5. ¡Amadísimos! La luz de Navidad ilumine y acompañe a cada uno de vosotros en vuestro trabajo, en vuestros afanes, en la dedicación a vuestras familias, durante todo el Año Nuevo que vamos a comenzar, y para el que os doy mis felicitaciones más cordiales. ¡Que María, a la que hemos consagrado todo un año de especial meditación y de devoción más intensa, os asista y os inspire con la fascinación de su ejemplo y con la ternura de su amor materno!


Saludos

Amadísimos hermanos y hermanas:

Con mis mejores deseos de un feliz Año Nuevo, me es grato aseguraros mi plegaria al Todopoderoso, en la que pido, por la maternal intercesión de la Virgen María, proteja con su gracia a vosotros y a vuestros seres queridos, para que permanezcáis siempre en El y deis abundantes frutos.

Con afecto saludo ahora a todas las personas de América Latina de España aquí presentes. De modo especial mi saludo se dirige a las Religiosas de San José, de Gerona, que llevan a cabo un curso de renovación espiritual en Roma, así como a los profesores y alumnos del Colegio “Nuestra Señora del Pilar” de Madrid, y a las estudiantes mexicanas de las Academias “Overbrook” (Orange, California) y “Dal Riada” en Dublín.

Me es particularmente grato saludar asimismo a los nuevos sacerdotes de la Congregación “Legionarios de Cristo” que, en unión de sus familiares, formadores y amigos, han deseado expresar con su presencia sentimientos de filial adhesión al Papa.
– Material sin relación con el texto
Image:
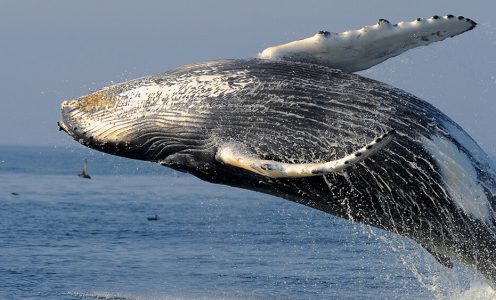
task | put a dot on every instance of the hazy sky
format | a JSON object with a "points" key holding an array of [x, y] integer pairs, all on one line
{"points": [[56, 50]]}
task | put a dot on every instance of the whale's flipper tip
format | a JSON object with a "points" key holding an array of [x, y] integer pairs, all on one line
{"points": [[356, 50]]}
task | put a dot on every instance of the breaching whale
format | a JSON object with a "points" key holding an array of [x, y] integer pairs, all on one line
{"points": [[296, 123]]}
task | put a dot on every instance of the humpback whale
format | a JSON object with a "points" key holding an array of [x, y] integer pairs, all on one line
{"points": [[295, 122]]}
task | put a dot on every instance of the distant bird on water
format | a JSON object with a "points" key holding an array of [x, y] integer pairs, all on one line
{"points": [[84, 172], [154, 218]]}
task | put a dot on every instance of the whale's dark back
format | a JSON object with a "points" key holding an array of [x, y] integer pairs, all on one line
{"points": [[294, 112]]}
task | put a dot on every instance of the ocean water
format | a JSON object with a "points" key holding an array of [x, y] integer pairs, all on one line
{"points": [[63, 237]]}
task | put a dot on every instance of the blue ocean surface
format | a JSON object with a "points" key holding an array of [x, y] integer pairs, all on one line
{"points": [[63, 237]]}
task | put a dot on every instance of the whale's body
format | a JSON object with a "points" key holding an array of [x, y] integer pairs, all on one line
{"points": [[432, 183]]}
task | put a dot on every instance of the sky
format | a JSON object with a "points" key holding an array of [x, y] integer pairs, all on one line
{"points": [[56, 50]]}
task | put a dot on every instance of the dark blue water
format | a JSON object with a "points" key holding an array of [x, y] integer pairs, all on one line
{"points": [[63, 237]]}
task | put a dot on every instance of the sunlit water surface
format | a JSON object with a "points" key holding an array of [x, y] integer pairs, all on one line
{"points": [[64, 237]]}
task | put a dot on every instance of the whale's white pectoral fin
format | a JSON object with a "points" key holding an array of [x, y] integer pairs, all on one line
{"points": [[356, 50], [270, 168]]}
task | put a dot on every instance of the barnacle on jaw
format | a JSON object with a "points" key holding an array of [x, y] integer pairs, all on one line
{"points": [[96, 101]]}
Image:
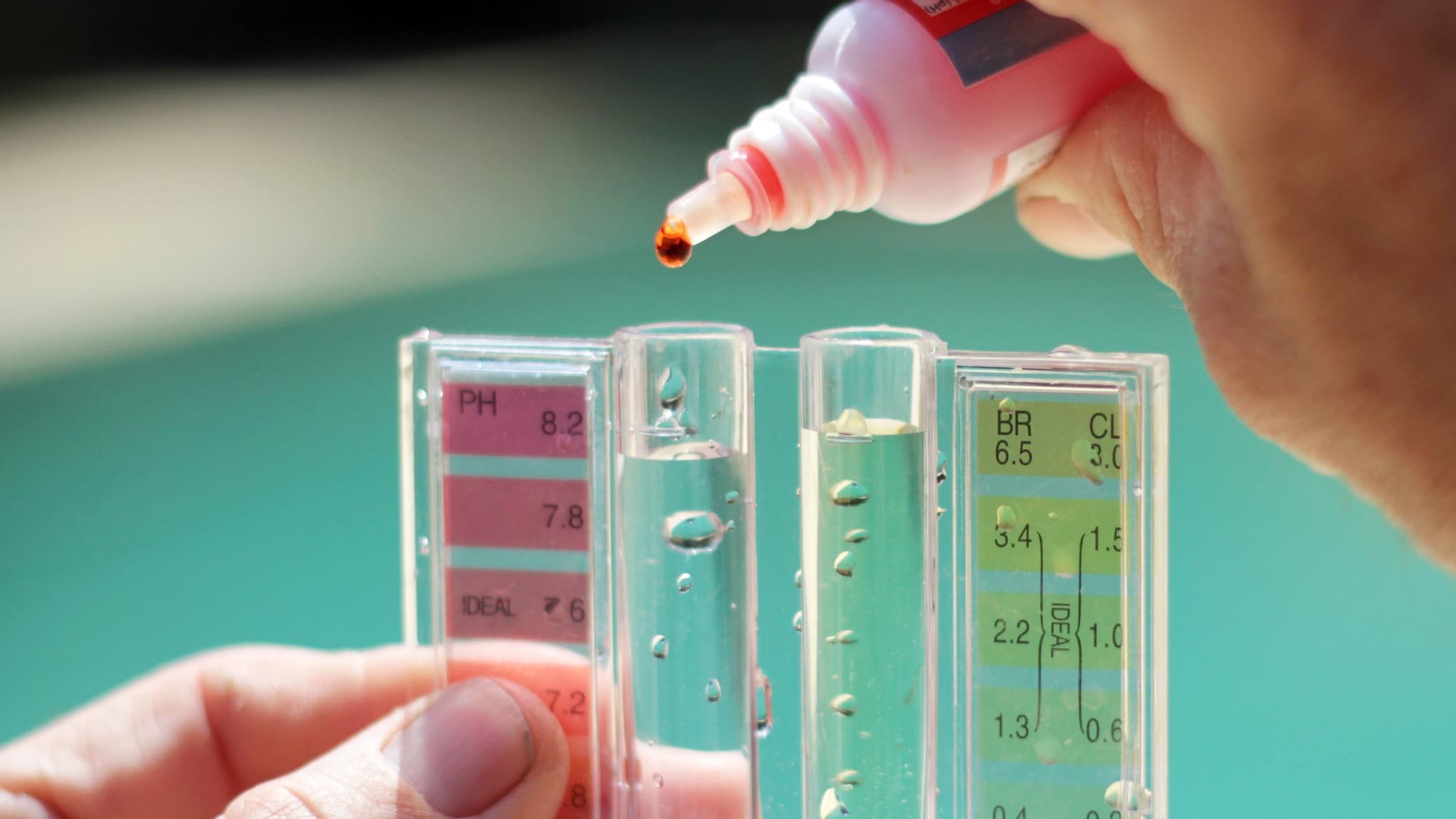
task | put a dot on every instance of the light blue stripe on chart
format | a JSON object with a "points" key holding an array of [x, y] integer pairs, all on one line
{"points": [[1051, 680], [501, 466], [518, 560], [1029, 583], [1033, 486], [1036, 773]]}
Muy agradecido por este significativo gesto, quiero aseguraros que, por medio de la Bienaventurada Madre del Salvador, pido al Todopoderoso que os mantenga siempre fieles a las promesas del día de vuestra ordenación sacerdotal y así podáis servir con plena generosidad a la Iglesia.

A vosotros y a los demás peregrinos de lengua castellana imparto, en prueba de benevolencia, mi bendición apostólica.